Harold gave him a slightly apologetic look. "Harold may feel safer with one under the current conditions. He would likely feel even more capable of defending the manor. But he was also thinking of refilling those rods that when made shall belong to Mr. Rodolphus, Miss Bellatrix, and, of course, you."

Rabastan's face softened. That was nice. Refilling those rods drained a lot of energy, which he'd made no secret of to the elf, yet Harold was still willing to do that for them without even being asked...because, of course, they never would've asked that.

"Well fuck, that's nice of you," he said a bit gruffly. Then after a moment of thought, he asked "What? You don't like feeling violent? If I had to do boring shit all day like you do, I'd be feeling violence a plenty."

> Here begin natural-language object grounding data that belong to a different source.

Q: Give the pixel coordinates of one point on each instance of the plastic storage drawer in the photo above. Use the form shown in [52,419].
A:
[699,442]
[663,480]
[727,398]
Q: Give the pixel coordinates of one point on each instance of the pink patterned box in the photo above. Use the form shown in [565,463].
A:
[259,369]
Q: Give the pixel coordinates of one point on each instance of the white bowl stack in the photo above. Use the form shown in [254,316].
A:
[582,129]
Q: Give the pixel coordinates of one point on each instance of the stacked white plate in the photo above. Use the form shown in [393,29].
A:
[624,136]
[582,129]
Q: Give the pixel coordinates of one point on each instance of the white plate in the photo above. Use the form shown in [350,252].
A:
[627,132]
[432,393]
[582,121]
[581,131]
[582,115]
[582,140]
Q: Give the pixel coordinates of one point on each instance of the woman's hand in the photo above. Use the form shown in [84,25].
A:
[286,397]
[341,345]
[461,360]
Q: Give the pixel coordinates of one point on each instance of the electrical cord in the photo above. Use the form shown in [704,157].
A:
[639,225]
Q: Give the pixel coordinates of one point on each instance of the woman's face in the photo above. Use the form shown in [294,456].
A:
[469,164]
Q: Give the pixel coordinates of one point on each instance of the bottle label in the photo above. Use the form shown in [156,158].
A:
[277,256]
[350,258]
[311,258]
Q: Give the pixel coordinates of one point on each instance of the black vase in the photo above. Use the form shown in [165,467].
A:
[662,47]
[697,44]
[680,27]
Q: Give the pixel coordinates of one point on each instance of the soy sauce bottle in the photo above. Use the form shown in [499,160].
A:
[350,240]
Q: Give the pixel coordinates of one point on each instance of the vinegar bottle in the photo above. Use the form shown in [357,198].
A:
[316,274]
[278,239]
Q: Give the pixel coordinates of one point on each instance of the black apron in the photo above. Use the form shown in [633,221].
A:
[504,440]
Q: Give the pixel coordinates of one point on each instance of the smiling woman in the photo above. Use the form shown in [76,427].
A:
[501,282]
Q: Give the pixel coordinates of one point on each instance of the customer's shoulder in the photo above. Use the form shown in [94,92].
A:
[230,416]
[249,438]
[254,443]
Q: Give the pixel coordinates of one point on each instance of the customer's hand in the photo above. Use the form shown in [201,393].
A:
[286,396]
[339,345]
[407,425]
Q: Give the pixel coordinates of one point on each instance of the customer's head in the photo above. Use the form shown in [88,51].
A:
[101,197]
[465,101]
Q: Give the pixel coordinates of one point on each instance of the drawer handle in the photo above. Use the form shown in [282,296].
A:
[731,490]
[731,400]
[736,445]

Harold snickered. "Harold finds it peaceful here."

"Before you were here?"

The elf shrugged.

Rabastan gave him a smug, knowing grin. "You could remember that shit and feel violence, then channel it into the blasting rod," Rabastan explained. "Or like if shit wasn't going right in the kitchen one day, and that annoyed you, you could bring that shit up and maybe enlarge it a little when refilling a rod. It'd probably work."

Harold chuckled with a bemused expression. "Things in your kitchen truly present no challenge."

Rabastan grinned. "Okay, but I bet Rod and Bella's bedroom is quite the fright! You've really gotta hate making their bed. I mean, who knows what the fuck you might find... and knowing them, I literally mean that!"

Harold's face became blank as he paused to slowly draw in a deep breath. Rabastan could tell the little shit was struggling not to laugh.

"Their bed only has sheets and blankets," Harold stated gravely. "It seems similar to your own, in truth."

Rabastan huffed an exasperated sigh. "Well, whatever pisses you off, just think about it when you fill your fucking rod that I will eventually make you. Speaking of..." He drained the last swig of tea from his mug. "Thanks for lunch. I'm feeling far better, and now I should get back to work."

"Is there anything Harold can do to help?"

Rabastan considered for a moment, then nodded. "Yeah. You can write Mag and tell her I need more of everything, and also someone who can help me drill into the wood."